His popularity among GOP women has jumped in the last week alone and has risen 13 points since January, according to a Washington Post-ABC News poll.
The Post-ABC poll, conducted on the heels of a week of scrutiny of Santorum’s conservative views on a variety of women’s health issues, shows that his popularity among GOP women has moved up 13 points since January, with the biggest bump in the past week, so that 57 percent hold a favorable view. Santorum is now within reach of Romney on that score: Sixty-one percent of Republican women view Romney favorably. Romney has higher negative ratings among GOP women than Santorum does — 28 percent to 18 percent — and those negative ratings of Romney have grown over time.
Furthermore, showing that the high volume screeching of the far left progressive liberal women does not speak for the majority of Democratic women (a whole different species), as WAPO reports "there is no evidence that Santorum’s position among women in either party has dropped in recent weeks."
As a conservative woman, but not a Santorum supporter, I can say his popularity has not risen in my eyes, though I respect his views as principled and a see him as a person who is not scared of standing up and acknowledging his views proudly.
The problem I see for Santorum going forward is his habit of saying whatever he thinks without filter. Those types of gaffes, comments that while true, can be edited and used as a hammer to the head.
Soundbites, in a general election, can and will be used against a candidate.
For Santorum it was the "politics is a team sport, folks. And sometimes you’ve got to rally together and do something." Or his emotions remark about women in combat. He later explained it was not the women's emotions he was concerned about, but the men's emotional responses also, but the damage, via soundbite, was already done.
For Romney it was the "I'm not concerned about the very poor," remark within a larger paragraph, yet that will be the soundbite Obama uses against him if he were to become the Republican nominee.

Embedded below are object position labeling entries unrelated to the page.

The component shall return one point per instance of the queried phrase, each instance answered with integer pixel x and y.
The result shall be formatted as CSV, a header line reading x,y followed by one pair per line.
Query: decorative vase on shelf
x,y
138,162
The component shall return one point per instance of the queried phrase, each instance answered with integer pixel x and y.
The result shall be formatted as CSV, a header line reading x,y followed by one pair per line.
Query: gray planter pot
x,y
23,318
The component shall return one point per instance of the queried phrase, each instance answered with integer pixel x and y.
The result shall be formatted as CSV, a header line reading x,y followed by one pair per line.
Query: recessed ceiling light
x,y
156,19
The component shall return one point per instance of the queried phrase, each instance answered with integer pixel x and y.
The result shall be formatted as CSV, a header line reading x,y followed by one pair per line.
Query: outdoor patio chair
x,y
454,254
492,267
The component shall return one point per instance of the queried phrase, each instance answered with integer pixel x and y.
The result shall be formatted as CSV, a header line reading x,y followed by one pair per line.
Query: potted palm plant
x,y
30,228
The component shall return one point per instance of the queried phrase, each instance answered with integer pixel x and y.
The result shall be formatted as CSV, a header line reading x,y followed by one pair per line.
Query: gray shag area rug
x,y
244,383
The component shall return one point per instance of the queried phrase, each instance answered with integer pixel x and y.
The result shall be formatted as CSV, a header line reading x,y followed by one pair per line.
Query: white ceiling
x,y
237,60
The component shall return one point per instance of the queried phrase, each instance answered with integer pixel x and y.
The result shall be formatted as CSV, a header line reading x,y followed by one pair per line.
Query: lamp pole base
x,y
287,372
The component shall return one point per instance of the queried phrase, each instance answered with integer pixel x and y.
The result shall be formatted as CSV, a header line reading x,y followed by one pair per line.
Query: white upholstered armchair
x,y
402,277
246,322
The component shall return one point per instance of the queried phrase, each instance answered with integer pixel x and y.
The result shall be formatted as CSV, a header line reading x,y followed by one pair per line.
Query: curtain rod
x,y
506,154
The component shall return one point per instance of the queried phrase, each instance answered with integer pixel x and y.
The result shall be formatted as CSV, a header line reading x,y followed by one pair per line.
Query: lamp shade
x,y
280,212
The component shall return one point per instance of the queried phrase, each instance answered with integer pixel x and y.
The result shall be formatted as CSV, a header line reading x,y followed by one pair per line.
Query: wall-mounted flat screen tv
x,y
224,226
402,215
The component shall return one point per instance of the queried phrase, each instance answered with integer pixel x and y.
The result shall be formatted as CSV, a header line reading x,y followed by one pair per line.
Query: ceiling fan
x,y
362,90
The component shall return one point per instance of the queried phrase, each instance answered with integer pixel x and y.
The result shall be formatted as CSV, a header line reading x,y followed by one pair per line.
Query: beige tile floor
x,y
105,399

Or the clip of his now infamous debate gaffe where Romney challenged Rick Perry to a $10,000 bet.
Romney's gaffes are inexcusable since he has been basically campaigning for President on the national stage for two cycles, since 2007 at least, he should know better than to provide Team Obama with that type of material.

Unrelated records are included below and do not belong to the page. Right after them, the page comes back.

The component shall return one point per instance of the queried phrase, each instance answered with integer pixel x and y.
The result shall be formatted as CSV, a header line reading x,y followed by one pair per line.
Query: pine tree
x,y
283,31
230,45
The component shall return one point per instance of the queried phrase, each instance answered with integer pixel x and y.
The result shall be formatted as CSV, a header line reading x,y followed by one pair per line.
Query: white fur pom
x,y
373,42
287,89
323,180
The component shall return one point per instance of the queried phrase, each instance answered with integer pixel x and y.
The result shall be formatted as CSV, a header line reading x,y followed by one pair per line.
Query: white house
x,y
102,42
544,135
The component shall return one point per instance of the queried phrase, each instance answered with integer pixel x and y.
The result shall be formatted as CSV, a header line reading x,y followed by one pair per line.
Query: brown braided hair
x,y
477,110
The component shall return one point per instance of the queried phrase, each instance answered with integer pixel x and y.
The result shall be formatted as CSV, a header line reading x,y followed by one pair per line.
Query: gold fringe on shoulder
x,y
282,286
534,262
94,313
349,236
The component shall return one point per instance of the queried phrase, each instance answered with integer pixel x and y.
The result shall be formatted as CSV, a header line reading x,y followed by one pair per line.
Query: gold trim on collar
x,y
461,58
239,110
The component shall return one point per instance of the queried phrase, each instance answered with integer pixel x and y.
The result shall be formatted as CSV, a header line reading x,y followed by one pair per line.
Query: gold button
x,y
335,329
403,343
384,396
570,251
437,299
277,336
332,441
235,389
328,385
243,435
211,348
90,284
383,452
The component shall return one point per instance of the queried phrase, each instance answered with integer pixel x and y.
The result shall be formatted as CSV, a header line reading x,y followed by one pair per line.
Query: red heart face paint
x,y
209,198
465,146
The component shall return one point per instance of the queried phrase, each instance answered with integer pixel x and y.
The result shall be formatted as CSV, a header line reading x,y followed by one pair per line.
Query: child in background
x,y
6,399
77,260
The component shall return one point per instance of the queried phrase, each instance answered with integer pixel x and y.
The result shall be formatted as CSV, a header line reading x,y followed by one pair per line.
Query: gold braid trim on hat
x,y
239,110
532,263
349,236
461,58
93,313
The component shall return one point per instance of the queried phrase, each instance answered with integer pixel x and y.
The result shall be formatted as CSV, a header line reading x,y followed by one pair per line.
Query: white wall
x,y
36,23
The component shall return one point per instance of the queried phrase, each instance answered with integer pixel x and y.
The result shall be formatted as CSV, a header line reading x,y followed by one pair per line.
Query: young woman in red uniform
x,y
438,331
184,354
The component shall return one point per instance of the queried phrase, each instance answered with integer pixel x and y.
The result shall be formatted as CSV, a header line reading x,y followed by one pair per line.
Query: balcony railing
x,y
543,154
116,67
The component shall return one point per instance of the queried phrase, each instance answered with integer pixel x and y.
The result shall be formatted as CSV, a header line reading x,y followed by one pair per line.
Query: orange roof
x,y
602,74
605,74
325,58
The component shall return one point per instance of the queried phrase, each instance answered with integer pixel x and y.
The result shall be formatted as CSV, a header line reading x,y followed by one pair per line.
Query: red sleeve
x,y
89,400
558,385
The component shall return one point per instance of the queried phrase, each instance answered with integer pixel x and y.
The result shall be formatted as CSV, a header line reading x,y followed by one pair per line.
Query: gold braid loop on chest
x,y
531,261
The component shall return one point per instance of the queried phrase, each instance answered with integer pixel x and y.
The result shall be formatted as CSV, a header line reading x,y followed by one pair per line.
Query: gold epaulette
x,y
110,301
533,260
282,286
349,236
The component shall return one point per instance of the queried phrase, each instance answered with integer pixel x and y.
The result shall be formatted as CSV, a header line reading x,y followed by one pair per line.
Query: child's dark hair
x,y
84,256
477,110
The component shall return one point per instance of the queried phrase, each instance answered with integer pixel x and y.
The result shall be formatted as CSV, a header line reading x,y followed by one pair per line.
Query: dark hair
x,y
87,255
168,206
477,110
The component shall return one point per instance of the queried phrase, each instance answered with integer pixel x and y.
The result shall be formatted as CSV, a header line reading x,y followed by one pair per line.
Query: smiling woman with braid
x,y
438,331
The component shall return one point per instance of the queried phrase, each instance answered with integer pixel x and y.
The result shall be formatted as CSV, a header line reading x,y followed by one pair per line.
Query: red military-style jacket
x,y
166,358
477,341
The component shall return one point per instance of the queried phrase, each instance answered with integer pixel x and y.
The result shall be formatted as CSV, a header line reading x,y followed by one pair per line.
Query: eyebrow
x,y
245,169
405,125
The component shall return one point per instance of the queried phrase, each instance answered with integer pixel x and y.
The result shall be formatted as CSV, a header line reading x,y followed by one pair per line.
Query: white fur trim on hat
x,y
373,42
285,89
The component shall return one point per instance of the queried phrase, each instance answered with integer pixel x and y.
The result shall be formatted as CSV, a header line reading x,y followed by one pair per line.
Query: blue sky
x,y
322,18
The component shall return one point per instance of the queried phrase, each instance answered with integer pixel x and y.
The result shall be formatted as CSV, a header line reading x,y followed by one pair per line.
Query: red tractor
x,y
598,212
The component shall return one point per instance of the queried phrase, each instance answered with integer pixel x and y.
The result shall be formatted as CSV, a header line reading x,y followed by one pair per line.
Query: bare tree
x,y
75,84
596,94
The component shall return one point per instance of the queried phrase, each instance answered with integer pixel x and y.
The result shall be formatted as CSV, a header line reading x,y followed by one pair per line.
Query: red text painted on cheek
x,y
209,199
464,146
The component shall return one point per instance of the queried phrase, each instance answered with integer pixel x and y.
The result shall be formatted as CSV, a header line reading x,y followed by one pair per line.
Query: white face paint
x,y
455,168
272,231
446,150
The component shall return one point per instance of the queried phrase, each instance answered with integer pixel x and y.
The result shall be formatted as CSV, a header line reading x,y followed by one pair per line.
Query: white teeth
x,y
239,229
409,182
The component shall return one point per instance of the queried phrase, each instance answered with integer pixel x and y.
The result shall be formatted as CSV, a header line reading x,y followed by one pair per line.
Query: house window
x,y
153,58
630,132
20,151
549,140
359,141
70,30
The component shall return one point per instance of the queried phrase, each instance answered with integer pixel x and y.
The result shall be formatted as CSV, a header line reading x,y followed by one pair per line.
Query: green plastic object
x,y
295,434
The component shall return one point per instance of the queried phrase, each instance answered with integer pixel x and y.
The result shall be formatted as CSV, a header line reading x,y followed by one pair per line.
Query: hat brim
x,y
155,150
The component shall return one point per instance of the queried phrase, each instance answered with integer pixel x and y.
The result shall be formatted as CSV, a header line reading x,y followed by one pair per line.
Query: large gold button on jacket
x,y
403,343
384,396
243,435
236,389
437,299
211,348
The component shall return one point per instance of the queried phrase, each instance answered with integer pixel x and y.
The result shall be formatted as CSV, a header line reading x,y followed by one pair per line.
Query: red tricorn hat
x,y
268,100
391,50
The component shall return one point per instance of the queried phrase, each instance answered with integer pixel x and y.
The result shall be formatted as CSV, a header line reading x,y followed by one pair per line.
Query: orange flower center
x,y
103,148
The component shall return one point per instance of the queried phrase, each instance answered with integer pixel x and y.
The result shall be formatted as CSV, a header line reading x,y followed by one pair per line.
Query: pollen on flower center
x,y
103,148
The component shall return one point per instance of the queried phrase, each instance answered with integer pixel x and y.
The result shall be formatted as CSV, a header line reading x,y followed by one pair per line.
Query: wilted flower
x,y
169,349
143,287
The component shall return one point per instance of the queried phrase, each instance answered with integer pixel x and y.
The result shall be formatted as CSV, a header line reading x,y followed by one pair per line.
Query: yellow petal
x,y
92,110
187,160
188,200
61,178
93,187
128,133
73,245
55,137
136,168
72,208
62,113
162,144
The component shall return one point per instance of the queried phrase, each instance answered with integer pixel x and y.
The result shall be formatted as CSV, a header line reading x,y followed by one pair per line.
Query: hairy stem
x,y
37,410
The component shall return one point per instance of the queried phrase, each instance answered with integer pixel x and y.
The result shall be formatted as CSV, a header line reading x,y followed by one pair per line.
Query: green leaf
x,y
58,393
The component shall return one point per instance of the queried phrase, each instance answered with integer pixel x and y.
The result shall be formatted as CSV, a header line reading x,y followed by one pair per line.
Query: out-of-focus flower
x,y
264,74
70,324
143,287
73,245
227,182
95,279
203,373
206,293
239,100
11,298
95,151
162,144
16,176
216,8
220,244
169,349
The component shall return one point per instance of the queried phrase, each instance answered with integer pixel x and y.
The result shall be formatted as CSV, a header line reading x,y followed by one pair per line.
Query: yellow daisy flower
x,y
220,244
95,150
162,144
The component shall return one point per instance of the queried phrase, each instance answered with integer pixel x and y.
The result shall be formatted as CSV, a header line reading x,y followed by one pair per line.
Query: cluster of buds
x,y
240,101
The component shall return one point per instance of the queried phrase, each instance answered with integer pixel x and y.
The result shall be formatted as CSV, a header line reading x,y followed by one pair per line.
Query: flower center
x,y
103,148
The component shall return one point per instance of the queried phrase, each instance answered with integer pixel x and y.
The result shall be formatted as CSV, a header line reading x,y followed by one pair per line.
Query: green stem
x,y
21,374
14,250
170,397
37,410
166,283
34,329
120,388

Romney simply cannot unite the Republican party. Many believe that four more years of Obama is better than a potential 8 years of an Obama-like Romney.
Newt Gingrich has the debate skills to go head to head with Barack Obama as well as the memory of an elephant to attack Obama on his failed record as President, his past no votes on the born-alive protection act, his failed stimulus, Obamacare, his energy policy failures, his direct attack against religious freedoms, etc.... the problem for Gingrich is when behind he rises well but when ahead seems to fizzle out giving him that bouncing ball effect of up and down, up and down.

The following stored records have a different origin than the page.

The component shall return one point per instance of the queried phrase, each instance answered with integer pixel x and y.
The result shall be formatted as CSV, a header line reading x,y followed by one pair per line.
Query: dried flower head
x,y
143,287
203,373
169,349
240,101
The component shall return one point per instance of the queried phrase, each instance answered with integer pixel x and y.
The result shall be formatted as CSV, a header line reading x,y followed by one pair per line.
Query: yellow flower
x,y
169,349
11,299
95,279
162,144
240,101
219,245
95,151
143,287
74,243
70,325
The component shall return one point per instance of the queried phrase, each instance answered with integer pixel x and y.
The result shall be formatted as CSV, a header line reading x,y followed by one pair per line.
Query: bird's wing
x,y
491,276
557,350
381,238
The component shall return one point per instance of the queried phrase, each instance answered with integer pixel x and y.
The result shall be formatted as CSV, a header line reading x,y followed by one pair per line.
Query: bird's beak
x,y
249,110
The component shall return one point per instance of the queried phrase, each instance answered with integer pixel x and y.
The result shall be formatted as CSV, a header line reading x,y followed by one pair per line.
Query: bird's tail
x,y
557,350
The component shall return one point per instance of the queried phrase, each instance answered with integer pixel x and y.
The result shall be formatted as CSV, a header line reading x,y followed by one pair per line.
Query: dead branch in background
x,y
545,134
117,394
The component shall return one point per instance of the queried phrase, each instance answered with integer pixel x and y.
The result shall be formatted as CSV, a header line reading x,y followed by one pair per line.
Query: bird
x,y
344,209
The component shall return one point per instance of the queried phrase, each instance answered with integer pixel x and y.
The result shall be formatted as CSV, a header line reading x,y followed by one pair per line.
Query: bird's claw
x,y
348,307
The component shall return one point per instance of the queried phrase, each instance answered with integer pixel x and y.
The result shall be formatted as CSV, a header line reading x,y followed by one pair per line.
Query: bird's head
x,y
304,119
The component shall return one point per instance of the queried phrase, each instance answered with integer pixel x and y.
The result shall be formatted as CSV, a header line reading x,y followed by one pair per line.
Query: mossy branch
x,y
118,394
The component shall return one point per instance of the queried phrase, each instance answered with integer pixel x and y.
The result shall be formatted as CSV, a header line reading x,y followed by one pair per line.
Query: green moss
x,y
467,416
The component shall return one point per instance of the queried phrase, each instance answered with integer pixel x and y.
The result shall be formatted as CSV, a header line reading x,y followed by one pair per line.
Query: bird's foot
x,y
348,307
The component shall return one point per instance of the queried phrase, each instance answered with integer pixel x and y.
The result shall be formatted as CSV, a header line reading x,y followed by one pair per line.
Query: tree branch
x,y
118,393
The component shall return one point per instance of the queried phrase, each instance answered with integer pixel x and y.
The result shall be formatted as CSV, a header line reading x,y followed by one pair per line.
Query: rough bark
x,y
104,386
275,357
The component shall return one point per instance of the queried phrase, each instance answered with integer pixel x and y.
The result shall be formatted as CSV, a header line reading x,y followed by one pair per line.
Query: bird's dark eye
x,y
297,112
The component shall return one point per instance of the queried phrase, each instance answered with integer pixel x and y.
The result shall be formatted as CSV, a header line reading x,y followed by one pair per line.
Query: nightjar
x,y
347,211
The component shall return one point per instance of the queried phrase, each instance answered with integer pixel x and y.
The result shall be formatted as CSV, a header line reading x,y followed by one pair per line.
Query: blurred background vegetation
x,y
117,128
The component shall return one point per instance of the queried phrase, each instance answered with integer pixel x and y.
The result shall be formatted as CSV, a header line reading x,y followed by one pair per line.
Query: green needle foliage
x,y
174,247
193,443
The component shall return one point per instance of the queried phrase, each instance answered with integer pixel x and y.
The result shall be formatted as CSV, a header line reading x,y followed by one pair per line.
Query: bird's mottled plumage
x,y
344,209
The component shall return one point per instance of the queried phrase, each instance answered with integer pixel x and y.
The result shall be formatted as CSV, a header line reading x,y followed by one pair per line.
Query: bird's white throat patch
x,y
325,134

Ron Paul has some very loyal supporters, does well in online polls and straw polls, but cannot seem to garner actual conservative votes and many of his political ideas simply do not resonate with conservatives. Paul is also on his second cycle in a bid for presidency, yet out of the four candidates he is the one who has not won even a single state's primary or caucus.
Those are our four candidates and while many wish for more, Larry Sabato nails it on the head:
At every polling opportunity, Republicans have expressed their desire for a wider choice. Put another way, Republicans would love to combine the economic acumen of Mitt Romney, the social conservatism of Rick Santorum, the debating skills of Newt Gingrich and the enthusiasm of young voters for Ron Paul into one candidate. That feat must await several generations of advances in genetic engineering.
In my perfect world, Newt Gingrich would become President in 2013, Ron Paul would be in charge of replacing Obamacare with a health care fix that was not socialized medicine, Rick Perry would be put in charge of creating jobs, Rick Santorum would head up the social issues and Mitt Romney would be put in charge of negotiating with foreign countries for our business interests.
We do not need genetic engineering to develop a dream team, but we do need a group with smaller egos.